Microsoft patches a dozen bugs in Office

Fixes a 2-month-old Excel exploit, patches another URI protocol handler flaw

For Storms, MS08-015 was the second-most-important bulletin of the quartet. Affecting every supported version of Outlook -- and critical across the board, even on the newest edition, Outlook 2007 -- the bug is located in code that tells Microsoft's e-mail client how to handle the "mailto:" URI protocol handler.

URI (Uniform Resource Identifier) protocol handler bugs have plagued Microsoft's software, as well as that of other vendors, since last summer. Microsoft patched a general protocol handler flaw in Windows back in November, for example, but only after several months of sometimes contentious debate about who was responsible for the vulnerability.

It's likely, said nCircle's Storms, that the mailto: flaw in Outlook was actually discovered during the URI protocol handler dustup, and reported privately to Microsoft around then. "It makes sense that this was disclosed about the same time," said Storms. "Everybody was scrutinizing the URI issue, so the likelihood of someone finding it then was really high." Because the bug was reported directly to Microsoft and news of it didn't leak, Microsoft could take its time crafting a patch, Storms theorized. Microsoft credited Greg MacManus of iDefense Labs for reporting the vulnerability.
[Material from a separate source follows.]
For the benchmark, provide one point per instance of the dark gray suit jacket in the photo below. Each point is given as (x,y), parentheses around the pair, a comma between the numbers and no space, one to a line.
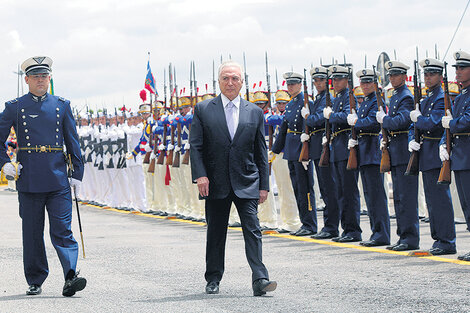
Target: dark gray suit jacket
(241,164)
Unlike most Office-related vulnerabilities, however, the Outlook bug isn't in a file format, and doesn't require hackers to deliver rigged attachments. Instead, the bug can be triggered by simply clicking on a specially-crafted mailto: URI that would then take the victim to a malicious or hacked Web site.

The other two bulletins -- MS08-016 and MS08-017 -- fix a pair of parsing and memory corruption bugs in several versions of Office, and plug two holes in Office Web Components, controls that let users publish spreadsheets, charts and databases to the Web, then view that content once it's published.

What's interesting, Storms said, is that those vulnerabilities, as well at the other eight in the dozen patched today, can all be mitigated by doing what Microsoft and others constantly recommend: Run Windows as a local user, not with admin rights. "This might be the first month ever that running [as a local] user protects you from all the bugs," Storms said.

On the trend line, both Storms and Amol Sarwate, the manager of Qualys Inc.'s vulnerability lab, pointed to the emphasis on client applications, not the operating system, in today's updates. "The trend again is of vulnerabilities in client-side applications," said Sarwate, noting the shift toward exploiting flaws in commonly-used programs like Microsoft Office.

"If you look at these, there's a lot of copy and paste," said Storms, referring to the bulletins' descriptions and the other flavor of today's updates. "They're all [about] Office, they're all critical. That totally makes sense [and] may be a turning point for Microsoft. Maybe they're clearing out the last batch of vulnerabilities in Office. It's such a homogeneous bunch and so similar all down the line.

"Maybe they've finally gotten their act together," Storms concluded.

The four security updates can be downloaded and installed via the Microsoft Update and Windows Update services, as well as through Windows Server Update Services.